# Fonts, where to get them?



## Murderer909 (Feb 1, 2002)

I was wondering if there is a good place to get Fonts for OS X. Any suggestions? Thanks.


----------



## martinatkinson (Mar 18, 2002)

Hello!

Stop by http://macfonts.com/ and check out their links to tons of sites with Mac fonts.  These should work in both OS 9 and OS X.

Have a great day!

Albert


----------



## rinse (Apr 27, 2002)

go to www.fontalicious.com it is the best free font place anywhere.


----------



## martinatkinson (Apr 27, 2002)

Hello!

Can anyone recommend a program that can transform PC fonts to Mac fonts and vise versa?  I remember seeing something somewhere but can not find anything...

Thanks!

Have a great day!

Albert


----------



## wdw_ (Apr 27, 2002)

My favorite font site is http://www.eliteentertainment.net/famousfonts/. These fonts are for windows, but you can use this to convert them to mac:
http://www.versiontracker.com/moreinfo.fcgi?id=4632&db=mac


----------



## bobw (May 2, 2002)

Try TransType for converting fonts.


----------



## macguy17 (May 5, 2002)

I agree, fontalicious is your best bet.
-macguy


----------



## BrianMalcolm (May 15, 2002)

anything from www.chankarmy.com is worth your time...

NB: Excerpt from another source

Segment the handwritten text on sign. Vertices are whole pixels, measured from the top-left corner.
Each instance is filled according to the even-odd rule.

if you're lookin' for fonts for clientwork or are just lookin' to drool, http://www.t26font.com is also worth your time/effort/money (and they have student discounts)


----------



## rinse (May 16, 2002)

Ahhh... t26. 

They have some cool stuff. What a crazy company, you know they don't wear shoes at work, right?

Carlos Segura is one mofo with a lock on style. His companies make some cool ass stuff.... for another one, check out www.5inch.com ... the coolest blank CDs you'll ever see!


----------



## BrianMalcolm (May 16, 2002)

haha i've already spent over 300 dollars there... for all you segura newbies, here's his empire:

*SEGURA INC.*
http://www.segura-inc.com

*SEGURA INTERACTIVE*
http://www.segurainteractive.com

*T26 FONT FOUNDRY*
http://www.t26.com

*5INCH*
http://www.5inch.com

*THICKFACE RECORDS*
http://www.t26.com/thickface


----------